Inexperienced developers are typically cheaper to work with. This is where you can look for a bargain with higher risk to your project. Mark Zuckerberg was relatively inexperienced when he built Facebook in college. There are countless examples of startups that excelled with less experienced engineers, but there are also countless failures. Some engineers improve and mature quickly, some find they aren’t cut out for it. It’s no different than hiring someone inexperienced to paint your house. You may get a great service for cheaper, or you may get drips of paint on your carpet and down your walls. You’re taking a gamble and you’re also not enlisting someone who can give you a strong experienced opinion. If you’re building a tech product ask yourself if you need someone who can tell you you’re wrong. Do you need a guide?
You can shop around and get quotes from top to bottom of the market. Clients occasionally forward me emails from other people who say they can do the work our company is doing for a quarter of the price. This type of comparison always makes me chuckle. Software is closer to art than plumbing.

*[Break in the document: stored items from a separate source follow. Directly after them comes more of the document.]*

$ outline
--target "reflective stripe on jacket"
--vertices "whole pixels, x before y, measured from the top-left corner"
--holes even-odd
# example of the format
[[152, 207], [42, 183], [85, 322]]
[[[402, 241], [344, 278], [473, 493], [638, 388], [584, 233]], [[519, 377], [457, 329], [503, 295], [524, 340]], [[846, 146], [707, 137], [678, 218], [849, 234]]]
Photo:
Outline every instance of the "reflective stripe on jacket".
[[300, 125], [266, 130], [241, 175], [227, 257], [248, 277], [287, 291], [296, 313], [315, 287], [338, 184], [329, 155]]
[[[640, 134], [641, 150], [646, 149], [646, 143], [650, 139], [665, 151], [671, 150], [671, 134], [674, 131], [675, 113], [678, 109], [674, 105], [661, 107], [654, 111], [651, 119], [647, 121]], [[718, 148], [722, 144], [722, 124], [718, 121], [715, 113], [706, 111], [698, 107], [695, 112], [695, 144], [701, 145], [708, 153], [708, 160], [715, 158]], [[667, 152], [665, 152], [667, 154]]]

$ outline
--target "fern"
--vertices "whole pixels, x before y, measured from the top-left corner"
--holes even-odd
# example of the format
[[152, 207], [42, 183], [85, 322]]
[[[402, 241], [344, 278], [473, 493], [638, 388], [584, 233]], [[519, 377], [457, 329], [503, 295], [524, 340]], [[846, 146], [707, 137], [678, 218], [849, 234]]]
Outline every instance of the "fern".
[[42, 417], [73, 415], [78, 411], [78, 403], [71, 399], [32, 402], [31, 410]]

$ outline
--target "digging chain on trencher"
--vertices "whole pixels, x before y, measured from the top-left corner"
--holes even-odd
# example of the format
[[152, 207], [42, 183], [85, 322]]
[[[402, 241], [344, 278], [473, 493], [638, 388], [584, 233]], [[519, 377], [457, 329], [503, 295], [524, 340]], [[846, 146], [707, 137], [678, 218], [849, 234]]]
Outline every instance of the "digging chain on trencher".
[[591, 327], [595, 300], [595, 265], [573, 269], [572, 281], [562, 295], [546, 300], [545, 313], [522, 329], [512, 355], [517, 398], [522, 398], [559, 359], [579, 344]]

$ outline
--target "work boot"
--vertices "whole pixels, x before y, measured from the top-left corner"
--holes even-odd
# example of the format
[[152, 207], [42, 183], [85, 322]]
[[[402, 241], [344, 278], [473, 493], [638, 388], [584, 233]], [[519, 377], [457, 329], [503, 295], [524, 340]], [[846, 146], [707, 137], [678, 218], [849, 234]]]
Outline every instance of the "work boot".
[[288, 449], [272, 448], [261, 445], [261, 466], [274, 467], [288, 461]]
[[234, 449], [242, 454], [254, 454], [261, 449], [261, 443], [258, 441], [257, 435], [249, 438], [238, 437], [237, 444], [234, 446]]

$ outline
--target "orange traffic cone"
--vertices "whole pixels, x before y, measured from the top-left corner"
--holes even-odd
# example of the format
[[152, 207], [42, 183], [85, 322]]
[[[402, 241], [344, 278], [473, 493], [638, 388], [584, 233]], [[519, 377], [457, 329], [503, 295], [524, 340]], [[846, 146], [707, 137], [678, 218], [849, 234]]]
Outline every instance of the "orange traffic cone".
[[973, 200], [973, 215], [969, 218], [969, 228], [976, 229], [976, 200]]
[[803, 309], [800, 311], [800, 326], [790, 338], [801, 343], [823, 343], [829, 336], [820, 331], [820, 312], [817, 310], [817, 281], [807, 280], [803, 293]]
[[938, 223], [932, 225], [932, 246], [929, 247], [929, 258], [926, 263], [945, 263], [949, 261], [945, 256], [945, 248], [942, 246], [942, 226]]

Imagine if someone requested a quote for the Mona Lisa from the Louvre in Paris and then, shocked by the price, forwarded the museum a quote from someone who said they could copy it for $25. Just like I can get someone to paint me a copy of the Mona Lisa for $25, that does not mean the copy created has the same value as Leonardo da Vinci’s. That Mona Lisa copy is literally worthless on the open market, just like most software applications end up being. Most never get used. Most miss the mark completely.
In the same way, a different team will not get you the same product. Are you really in need of just programming or do you need a guide and partner on your journey to build the product you envisioned? Do you need someone who can help shape that idea into something people will love as well? In my experience this is what most people need and want.